This fall, VCU will throw a party to unveil its new crown jewel.
The Markel Center at the VCU Institute for Contemporary Art, or ICA, will open Oct. 28, with a day-long festival planned for the surrounding blocks.
“We’ll be holding a block party, shutting down Pine St., and maybe part of Grace St.,” said ICA Director Lisa Freiman. “We want it to be a celebratory event for the Richmond community.”
The project broke ground in June 2014, and will be 43,000 square feet. The center was designed by Steven Holl Architects.
The $41 million project was originally planned to cost $35 million, $37 million of which will come from a capital campaign. After some delays in construction and changes in design, the cost went up. Freiman said VCU is about $1.6 million away from reaching the $37 million mark for funds raised.
The remaining $4 million will be covered by “private money from the university’s savings,” Freiman said.

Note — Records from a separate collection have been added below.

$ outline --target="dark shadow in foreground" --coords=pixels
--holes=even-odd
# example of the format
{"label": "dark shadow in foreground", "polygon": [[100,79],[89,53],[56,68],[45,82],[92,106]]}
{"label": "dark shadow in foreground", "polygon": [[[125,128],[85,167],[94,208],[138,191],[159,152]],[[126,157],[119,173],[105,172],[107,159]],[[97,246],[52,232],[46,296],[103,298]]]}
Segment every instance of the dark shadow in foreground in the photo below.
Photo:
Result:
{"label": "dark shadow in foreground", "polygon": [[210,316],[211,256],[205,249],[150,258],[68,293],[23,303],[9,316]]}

The opening event, eponymously named the ICA Block Party, will feature food trucks, local breweries and other vendors. Freiman said VCU hasn’t confirmed which local businesses will be participating in the block party.
The ICA’s inaugural exhibition, Declaration, will be displayed until Feb. 25, 2018, but Freiman said the block party will feature some VCU students’ work, as well as work from local Richmond artists.
“We’ve thought a lot about how to make ICA unique to Richmond and VCU. We’re not just following other people’s centers,” Freiman said.
Freiman said VCU plans to demolish the former Ever Green restaurant, as well as the apartment building next to it on Grace Street, for parking.
Freiman and the ICA staff recently traveled to New York for a press briefing on the ICA.
“There was a tremendous amount of interest in the building, in Richmond, in what’s happening here. Not just the arts, but the overall economic development that the ICA’s a part of in Richmond,” Freiman said.
Freiman said they expect large crowds for the festival, including Richmonders as well as art tourists from all over the country. Admission for the ICA Block Party will be free.
Correction: An earlier version of this story incorrectly reported that endowment money will help fill the $4 million gap in funding for the ICA. The endowment money will be used for the long-term operation of the center, while university savings will close the funding gap.